L’arsenico veniva usato in piccole dosi per curare la sifilide
ai primi del Novecento.
Ma As può essere inteso anche
come le iniziali dei nomi dei personaggi protagonisti
della vicenda: Angelo e Saverio. Ed il numero trentatré
designa anche i giorni che restano a Saverio da vivere.
Quest’ultimo è infatti affetto da sifilide, antesignana
patologia dell’Aids, e consuma la sua vita segregato dalla
famiglia in un appartamento in compagnia del suo domestico e
factotum Angelo. Scenario della vicenda, una cittadina di
provincia italiana alla fine degli anni Trenta, bigotta ed
ipocrita. Il rapporto fra i due giovani, viziato da una
convivenza forzata, è reso difficile dalle tremende
conseguenze generate da quel male che conduce Saverio alla
perdita del senno. Angelo, per sopravvivere, giunge ad una
terribile decisione. L’inarrestabile parabola della malattia
scompagina la psiche e l’anima di quanti la incontrano.

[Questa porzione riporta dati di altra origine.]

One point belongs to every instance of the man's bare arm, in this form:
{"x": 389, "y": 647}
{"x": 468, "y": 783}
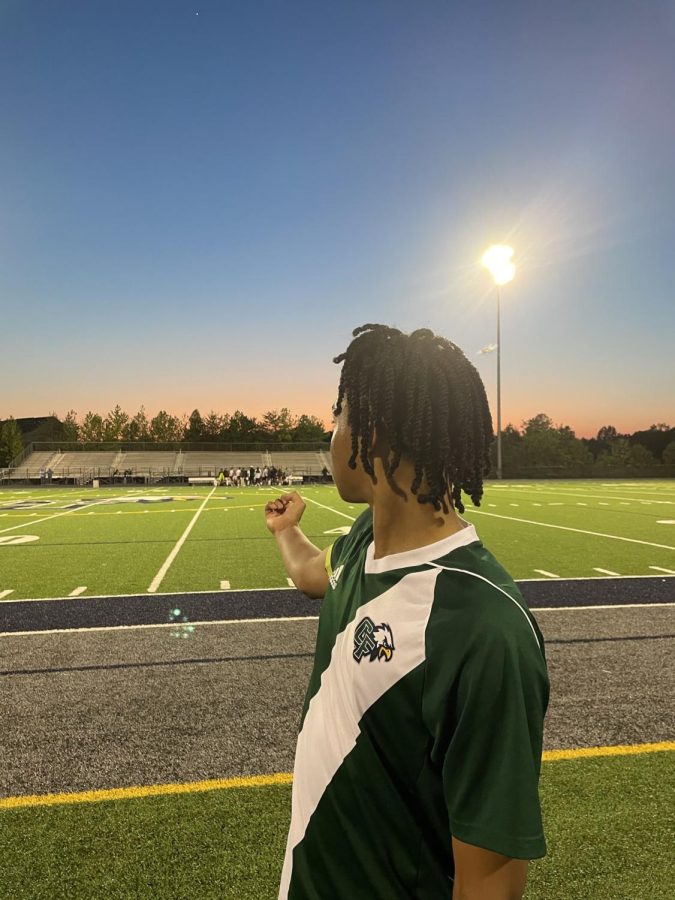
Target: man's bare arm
{"x": 484, "y": 875}
{"x": 305, "y": 563}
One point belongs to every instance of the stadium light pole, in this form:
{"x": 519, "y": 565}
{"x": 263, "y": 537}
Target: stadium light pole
{"x": 498, "y": 260}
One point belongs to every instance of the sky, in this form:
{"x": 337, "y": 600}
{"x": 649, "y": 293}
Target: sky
{"x": 199, "y": 201}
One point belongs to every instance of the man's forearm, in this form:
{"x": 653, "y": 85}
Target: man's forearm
{"x": 296, "y": 551}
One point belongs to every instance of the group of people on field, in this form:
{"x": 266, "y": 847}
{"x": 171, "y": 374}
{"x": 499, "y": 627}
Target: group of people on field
{"x": 243, "y": 477}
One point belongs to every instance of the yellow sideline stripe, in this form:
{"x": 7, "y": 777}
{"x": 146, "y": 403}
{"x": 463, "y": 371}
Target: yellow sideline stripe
{"x": 618, "y": 750}
{"x": 156, "y": 790}
{"x": 149, "y": 790}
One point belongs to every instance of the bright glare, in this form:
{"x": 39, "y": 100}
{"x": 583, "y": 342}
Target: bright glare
{"x": 497, "y": 259}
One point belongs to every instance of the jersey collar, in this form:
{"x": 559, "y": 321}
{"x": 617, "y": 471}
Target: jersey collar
{"x": 420, "y": 555}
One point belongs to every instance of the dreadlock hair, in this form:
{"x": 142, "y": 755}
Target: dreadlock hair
{"x": 426, "y": 398}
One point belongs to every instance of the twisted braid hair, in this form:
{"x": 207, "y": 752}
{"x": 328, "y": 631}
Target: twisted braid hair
{"x": 426, "y": 398}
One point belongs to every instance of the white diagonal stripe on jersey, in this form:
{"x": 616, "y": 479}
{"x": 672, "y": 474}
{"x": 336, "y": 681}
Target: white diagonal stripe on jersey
{"x": 348, "y": 689}
{"x": 496, "y": 587}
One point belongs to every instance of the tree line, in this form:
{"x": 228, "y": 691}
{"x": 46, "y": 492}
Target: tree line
{"x": 541, "y": 444}
{"x": 537, "y": 444}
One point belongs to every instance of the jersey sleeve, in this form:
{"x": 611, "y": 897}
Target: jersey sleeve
{"x": 486, "y": 716}
{"x": 333, "y": 555}
{"x": 361, "y": 531}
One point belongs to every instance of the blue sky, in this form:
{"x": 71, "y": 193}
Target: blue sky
{"x": 200, "y": 200}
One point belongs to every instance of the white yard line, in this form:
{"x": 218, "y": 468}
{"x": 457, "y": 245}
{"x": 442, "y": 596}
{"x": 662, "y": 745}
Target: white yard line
{"x": 159, "y": 577}
{"x": 614, "y": 537}
{"x": 563, "y": 493}
{"x": 534, "y": 609}
{"x": 47, "y": 518}
{"x": 331, "y": 508}
{"x": 174, "y": 594}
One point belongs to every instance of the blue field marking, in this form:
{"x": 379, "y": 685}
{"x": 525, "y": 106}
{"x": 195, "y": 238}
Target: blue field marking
{"x": 143, "y": 609}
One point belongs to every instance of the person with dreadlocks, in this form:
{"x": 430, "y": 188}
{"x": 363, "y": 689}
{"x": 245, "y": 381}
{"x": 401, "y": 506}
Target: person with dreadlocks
{"x": 418, "y": 759}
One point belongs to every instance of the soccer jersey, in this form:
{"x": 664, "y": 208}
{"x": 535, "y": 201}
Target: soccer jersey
{"x": 423, "y": 720}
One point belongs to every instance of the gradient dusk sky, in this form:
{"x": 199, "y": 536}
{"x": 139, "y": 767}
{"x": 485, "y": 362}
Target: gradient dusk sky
{"x": 200, "y": 200}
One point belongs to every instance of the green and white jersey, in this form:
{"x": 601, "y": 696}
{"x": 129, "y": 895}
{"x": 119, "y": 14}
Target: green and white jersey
{"x": 423, "y": 720}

Difficile stabilire chi fra i due personaggi sia vittima e
carnefice.
Si conferma esperta
indagatrice del poliedrico universo maschile la
sensibilità drammaturgica di Salvo Valentino la cui
sceneggiatura consente di mettere ancora una volta sotto
indagine l’uomo, studiato, osservato, ritratto nelle fragilità
e a un tempo nel vigore di sentimenti e passioni non di rado
estreme. As 33 rivela come l’odio e l’istinto possano
inarrestabilmente travolgere l’essere umano e la realtà
circostante. Dopo svariati testi incentrati sull’amore, un
ribaltamento di prospettiva, che suggerisce tuttavia risvolti
inediti e soluzioni tutt’altro che scontate.
Al pubblico il libero
arbitrio per trovare ulteriori inferenze e valenze sottese
ad un testo tutto giocato tra verità e follia. Due poli,
perlomeno in apparenza, opposti.
Contrassegnate da un forte impegno civile, le produzioni della
Compagnia dei Giovani lasciano proliferare nello spettatore il
germe della riflessione, lo scatto della denuncia,
l’elaborazione di un insperato eppur realizzabile
miglioramento etico. C’è ragione di credere che anche
quest’opera non manderà a mani vuote e a cervello spento il
pubblico.
Sino al 2 aprile lo spettacolo sarà replicato nel medesimo
teatro alle ore 21.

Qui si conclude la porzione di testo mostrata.